Die Konstruktion der Pflegeversicherung wird den heutigen Herausforderungen nicht mehr gerecht. Die Pflegeversicherung verfehlt zunehmend ihr originäres zentrales Ziel - die Verhinderung von pflegebedingter Sozialhilfeabhängigkeit - und damit ihre Legitimation. Mit Sorge nehmen wir zur Kenntnis, dass das Risiko, im Falle von Pflegebedürftigkeit von Armut betroffen zu sein, immer weiter steigt.
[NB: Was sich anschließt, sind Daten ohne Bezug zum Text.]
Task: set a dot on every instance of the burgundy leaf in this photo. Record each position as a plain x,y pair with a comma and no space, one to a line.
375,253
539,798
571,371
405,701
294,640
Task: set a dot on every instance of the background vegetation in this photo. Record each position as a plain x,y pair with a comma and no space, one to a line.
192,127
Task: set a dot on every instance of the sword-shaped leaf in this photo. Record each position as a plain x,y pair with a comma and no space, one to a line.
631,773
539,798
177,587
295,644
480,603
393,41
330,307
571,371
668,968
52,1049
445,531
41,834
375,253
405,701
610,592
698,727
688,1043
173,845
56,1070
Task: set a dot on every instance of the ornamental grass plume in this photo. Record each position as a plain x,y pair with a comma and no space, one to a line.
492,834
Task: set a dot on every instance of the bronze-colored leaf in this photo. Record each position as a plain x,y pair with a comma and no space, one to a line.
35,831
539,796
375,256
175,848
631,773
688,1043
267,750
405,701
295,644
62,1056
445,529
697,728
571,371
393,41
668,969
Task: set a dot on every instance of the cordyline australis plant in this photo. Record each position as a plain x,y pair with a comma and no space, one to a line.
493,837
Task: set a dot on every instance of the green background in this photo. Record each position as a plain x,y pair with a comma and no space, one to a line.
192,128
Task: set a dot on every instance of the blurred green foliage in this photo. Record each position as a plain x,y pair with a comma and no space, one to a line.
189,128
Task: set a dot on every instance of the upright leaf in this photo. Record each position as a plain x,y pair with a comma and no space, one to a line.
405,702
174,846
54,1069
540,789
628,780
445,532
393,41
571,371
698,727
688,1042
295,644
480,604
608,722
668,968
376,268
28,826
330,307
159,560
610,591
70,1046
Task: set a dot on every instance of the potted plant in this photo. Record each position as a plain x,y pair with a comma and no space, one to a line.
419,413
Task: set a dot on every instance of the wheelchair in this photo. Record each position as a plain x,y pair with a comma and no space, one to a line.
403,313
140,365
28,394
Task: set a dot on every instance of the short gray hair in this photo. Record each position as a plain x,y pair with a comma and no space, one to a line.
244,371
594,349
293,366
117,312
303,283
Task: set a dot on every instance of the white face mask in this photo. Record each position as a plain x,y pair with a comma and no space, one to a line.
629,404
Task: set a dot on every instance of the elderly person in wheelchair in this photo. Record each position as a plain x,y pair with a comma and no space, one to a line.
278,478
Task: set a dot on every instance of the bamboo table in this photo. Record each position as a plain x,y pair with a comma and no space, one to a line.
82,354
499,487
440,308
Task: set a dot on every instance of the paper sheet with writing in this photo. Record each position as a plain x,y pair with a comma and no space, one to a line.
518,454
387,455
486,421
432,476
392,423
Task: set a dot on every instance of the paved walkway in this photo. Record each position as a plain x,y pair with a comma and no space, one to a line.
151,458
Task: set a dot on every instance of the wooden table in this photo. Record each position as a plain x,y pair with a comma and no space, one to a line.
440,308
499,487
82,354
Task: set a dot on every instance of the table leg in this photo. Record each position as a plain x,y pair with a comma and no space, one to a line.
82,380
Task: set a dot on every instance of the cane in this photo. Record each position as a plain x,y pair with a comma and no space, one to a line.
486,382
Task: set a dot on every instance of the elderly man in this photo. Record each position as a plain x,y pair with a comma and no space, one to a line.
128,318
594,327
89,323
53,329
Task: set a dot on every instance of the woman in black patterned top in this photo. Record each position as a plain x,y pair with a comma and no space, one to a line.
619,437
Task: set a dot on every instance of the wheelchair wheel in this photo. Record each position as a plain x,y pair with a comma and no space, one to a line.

Wir fordern daher eine solidarische Pflegevollversicherung, die alle pflegebedingten Kosten übernimmt – unabhängig davon, ob es sich um stationäre, teilstationäre oder ambulante Pflege handelt. Sämtliche durch einen unabhängigen pflegerischen-medizinischen Dienst für bedarfsgerecht erachtete Pflegeleistungen müssen in vollem Umfang und ohne Eigenanteile vollständig von den Kassen finanziert werden.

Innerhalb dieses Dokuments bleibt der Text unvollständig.